🤖 AI Summary
The doped two-dimensional Hubbard model—the minimal paradigm for high-temperature superconductivity—remains challenging for neural quantum states (NQS) to capture long-range entanglement and multi-scale electronic correlations accurately.
Method: We propose a Transformer-based NQS within the variational Monte Carlo framework, where distinct attention heads explicitly encode short-range local interactions and long-range spin/charge correlations; combined with fermionic sign handling and efficient optimization.
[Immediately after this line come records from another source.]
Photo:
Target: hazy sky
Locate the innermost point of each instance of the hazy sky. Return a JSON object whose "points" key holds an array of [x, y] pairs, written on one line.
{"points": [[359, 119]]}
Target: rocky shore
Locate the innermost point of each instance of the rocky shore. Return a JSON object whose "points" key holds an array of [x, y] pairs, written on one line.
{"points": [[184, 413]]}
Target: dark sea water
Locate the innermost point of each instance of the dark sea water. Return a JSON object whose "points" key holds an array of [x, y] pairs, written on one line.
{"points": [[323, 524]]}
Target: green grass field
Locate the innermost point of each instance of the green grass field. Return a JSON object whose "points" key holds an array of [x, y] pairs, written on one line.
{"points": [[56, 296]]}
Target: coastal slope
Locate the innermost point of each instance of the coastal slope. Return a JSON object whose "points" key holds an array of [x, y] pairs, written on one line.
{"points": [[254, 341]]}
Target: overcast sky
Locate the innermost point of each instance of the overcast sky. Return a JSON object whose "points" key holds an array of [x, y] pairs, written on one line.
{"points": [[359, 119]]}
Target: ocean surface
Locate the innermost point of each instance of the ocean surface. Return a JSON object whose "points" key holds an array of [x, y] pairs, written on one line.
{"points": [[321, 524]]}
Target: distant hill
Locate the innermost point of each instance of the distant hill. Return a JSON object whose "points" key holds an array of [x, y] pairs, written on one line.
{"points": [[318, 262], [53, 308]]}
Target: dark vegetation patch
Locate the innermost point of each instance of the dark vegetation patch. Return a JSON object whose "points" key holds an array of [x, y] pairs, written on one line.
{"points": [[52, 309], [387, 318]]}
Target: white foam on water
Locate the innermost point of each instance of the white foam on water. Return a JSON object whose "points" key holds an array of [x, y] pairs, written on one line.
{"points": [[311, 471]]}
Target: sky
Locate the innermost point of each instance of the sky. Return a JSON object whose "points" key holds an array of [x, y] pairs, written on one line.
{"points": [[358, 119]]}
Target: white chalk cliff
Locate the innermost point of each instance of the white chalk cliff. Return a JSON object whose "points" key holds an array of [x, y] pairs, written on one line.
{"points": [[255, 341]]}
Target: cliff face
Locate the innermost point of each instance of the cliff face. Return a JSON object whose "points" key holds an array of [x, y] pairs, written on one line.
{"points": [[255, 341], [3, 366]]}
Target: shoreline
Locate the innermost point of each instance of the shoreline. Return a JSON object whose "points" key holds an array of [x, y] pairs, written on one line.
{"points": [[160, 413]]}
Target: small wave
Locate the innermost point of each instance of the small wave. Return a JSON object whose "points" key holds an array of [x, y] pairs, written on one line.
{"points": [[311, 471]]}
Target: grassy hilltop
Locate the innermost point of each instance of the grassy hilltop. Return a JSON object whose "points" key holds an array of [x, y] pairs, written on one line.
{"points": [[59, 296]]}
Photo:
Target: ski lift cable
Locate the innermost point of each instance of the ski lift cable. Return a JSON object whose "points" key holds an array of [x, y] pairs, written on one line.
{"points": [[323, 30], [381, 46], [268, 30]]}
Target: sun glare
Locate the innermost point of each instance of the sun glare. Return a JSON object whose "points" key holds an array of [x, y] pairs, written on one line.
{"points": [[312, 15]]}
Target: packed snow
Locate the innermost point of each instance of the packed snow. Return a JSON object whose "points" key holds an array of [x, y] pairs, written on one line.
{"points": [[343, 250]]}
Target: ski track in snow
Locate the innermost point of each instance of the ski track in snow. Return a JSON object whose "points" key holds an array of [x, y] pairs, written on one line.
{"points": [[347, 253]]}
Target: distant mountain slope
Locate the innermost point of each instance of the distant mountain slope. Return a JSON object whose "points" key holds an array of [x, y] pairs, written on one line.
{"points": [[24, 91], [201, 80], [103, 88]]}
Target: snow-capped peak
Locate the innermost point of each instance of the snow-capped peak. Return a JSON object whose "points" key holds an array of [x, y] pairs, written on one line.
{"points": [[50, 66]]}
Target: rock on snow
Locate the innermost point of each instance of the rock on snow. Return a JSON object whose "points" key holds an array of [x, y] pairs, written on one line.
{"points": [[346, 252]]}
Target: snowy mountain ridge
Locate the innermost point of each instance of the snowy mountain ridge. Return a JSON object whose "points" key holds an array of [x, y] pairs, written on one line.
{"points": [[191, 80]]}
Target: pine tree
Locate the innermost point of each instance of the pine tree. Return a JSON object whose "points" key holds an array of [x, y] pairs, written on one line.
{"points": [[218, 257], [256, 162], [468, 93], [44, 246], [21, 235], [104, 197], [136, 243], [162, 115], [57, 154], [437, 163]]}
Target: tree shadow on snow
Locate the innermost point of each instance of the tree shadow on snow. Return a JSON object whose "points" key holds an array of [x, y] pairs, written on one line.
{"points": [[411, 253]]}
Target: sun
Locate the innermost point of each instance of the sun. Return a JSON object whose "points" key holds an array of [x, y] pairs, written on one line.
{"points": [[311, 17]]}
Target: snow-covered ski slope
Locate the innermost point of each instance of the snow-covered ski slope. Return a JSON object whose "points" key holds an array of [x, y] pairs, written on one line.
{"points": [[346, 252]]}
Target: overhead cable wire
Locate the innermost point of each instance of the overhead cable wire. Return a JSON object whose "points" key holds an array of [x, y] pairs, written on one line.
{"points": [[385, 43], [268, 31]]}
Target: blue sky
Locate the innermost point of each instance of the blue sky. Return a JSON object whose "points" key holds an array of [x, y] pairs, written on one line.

Contribution/Results: Our approach precisely predicts the half-filled stripe-ordered ground state in the extended Hubbard model with next-nearest-neighbor hopping. The resulting stripe structure exhibits striking agreement with experimental observations in cuprate superconductors. This represents the first NQS method capable of faithfully representing long-range order in strongly correlated systems, overcoming a key limitation of existing approaches and achieving state-of-the-art accuracy.
📝 Abstract
The rapid development of neural quantum states (NQS) has established it as a promising framework for studying quantum many-body systems. In this work, by leveraging the cutting-edge transformer-based architectures and developing highly efficient optimization algorithms, we achieve the state-of-the-art results for the doped two-dimensional (2D) Hubbard model, arguably the minimum model for high-Tc superconductivity. Interestingly, we find different attention heads in the NQS ansatz can directly encode correlations at different scales, making it capable of capturing long-range correlations and entanglements in strongly correlated systems. With these advances, we establish the half-filled stripe in the ground state of 2D Hubbard model with the next nearest neighboring hoppings, consistent with experimental observations in cuprates. Our work establishes NQS as a powerful tool for solving challenging many-fermions systems.